Unlike the break statement that transfers program control out of the loop, a continue statement keeps program control in the loop to decide if another pass is warranted. As an experiment, you might write dummy methods for the soundAlarm() and callFireDepartment() methods and then use the debugger to single-step through the code. Again, using the debugger is a great way to gain a more complete understanding of what the code is doing.

For the sake of completeness, you should know that C# supports the goto keyword, which can be used with a label to create a loop structure. However, because goto's are such an ugly coding structure (that is, a coding hack), you aren't shown how to write such a loop. If you actually want to know, you can probably find an example online. (Warning: Rumor is that you can get warts by just looking at goto statements.)

Summary

Loop structures are one of the fundamental elements in most programs. You should study the concepts presented in this chapter until you are confident how and when to use each loop type. You should also make sure you do these exercises and perhaps make up a few examples of your own.

Exercises

You can find the answers to the following exercises in Appendix A.

1. Write the loop code necessary to calculate the factorial of a number. For example, 5 factorial is written like this:

5! = 5 * 4 * 3 * 2 * 1

5! = 120

You may assume that a variable named num is defined to hold the number used for the factorial and that a variable named i is used to control the loop.

2. Even though the solution shown in Appendix A for Exercise 1 produces correct answers, it has two hiccups in it. Can you determine what they are?

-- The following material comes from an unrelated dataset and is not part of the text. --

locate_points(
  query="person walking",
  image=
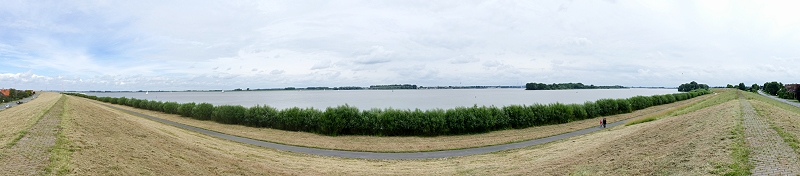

3. Given that 1 ounce equals 28.3495231 grams, write a loop that produces a table in a listbox that shows the conversion into grams for weights from 1 ounce through 4 pounds.

4. Look at the solution code for Exercise 3. Can you find a minor change that improves the code?

5. Assuming that a monetary asset grows by x percent each year, calculate how much the asset is worth at the end of n years (using simple interest).

What You've Learned in This Chapter

TOPIC

KEY POINTS

Well-behaved loops

The necessary and sufficient conditions for writing a well-behavedprogram loop.

for, while, do-while loops

The three types of program loops used in C#.

Which loop to use

How to decide which loops structure provides the best way to iterate over a set of program statements.

break, continue

How to use these keywords in program loops.